Building Bigger in Space
Robots won't just be for repairs; they will be essential for construction. Future ambitious projects, like the Habitable Worlds Observatory (HWO), are being designed from the ground up to be serviced by robots. This telescope, destined for a point 1.5 million kilometers from Earth, is simply too far away for human servicing missions like those that famously repaired the Hubble Space Telescope. Its critical components will be designed as standardized, line-replaceable units with docking interfaces and connectors optimized for robotic hands. Furthermore, robots could assemble structures in orbit that are too large to fit into any existing rocket fairing. This opens the door to building massive telescopes or spacecraft piece by piece in space, a task far too complex and dangerous for human astronauts to undertake on their own.
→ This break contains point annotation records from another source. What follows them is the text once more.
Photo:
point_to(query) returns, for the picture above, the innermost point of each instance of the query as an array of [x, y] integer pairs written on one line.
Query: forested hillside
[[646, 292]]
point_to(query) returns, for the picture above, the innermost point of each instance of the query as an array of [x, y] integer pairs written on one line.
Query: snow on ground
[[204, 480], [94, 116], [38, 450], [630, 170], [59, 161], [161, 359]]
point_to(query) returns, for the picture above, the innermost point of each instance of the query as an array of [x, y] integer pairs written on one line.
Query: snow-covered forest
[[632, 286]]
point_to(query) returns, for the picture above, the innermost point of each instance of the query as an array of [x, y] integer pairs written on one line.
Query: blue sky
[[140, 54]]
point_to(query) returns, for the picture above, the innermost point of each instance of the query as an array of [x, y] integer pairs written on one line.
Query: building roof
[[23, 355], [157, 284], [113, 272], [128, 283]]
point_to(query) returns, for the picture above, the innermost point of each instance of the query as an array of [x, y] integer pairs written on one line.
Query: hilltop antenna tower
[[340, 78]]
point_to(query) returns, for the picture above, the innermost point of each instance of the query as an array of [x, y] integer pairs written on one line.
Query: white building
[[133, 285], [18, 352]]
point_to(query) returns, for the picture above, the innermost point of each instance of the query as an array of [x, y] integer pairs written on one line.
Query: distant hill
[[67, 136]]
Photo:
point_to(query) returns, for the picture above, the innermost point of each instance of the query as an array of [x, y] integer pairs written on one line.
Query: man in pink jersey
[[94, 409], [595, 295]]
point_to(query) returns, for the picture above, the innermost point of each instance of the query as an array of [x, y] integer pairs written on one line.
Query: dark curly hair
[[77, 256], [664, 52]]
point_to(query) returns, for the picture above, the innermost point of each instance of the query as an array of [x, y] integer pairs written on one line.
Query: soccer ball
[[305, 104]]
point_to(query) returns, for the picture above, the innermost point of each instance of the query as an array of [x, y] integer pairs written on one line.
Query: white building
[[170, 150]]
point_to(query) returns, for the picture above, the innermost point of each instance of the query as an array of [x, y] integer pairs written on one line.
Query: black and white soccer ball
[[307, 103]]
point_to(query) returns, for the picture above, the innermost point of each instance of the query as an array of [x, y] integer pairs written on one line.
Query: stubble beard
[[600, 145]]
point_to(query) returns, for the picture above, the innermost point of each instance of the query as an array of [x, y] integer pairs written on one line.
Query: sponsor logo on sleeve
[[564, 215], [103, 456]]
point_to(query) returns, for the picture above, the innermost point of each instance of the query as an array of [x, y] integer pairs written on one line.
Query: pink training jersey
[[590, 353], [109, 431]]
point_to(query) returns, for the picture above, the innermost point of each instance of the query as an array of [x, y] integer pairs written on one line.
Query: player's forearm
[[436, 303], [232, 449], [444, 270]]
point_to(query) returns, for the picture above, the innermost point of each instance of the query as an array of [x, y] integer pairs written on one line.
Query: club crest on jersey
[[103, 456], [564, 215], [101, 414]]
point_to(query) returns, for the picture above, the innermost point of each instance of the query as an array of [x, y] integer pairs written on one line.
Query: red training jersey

Enabling the Artemis Generation
This robotic strategy is a cornerstone of the Artemis program, which aims to establish a sustainable human presence on the Moon and prepare for missions to Mars. While the program has faced setbacks, such as the cancellation of the OSAM-1 refueling demonstration mission due to cost and schedule challenges, the overall commitment to ISAM remains strong. NASA is actively seeking commercial partners to advance these capabilities, driving a new sector of the space economy. The Canadian Space Agency, for example, is providing advanced robotics for the Lunar Gateway, the planned space station that will orbit the Moon and serve as a staging point for surface missions. These robotic systems are critical for maintaining the outpost and assisting astronauts, allowing them to focus on exploration and science rather than routine maintenance.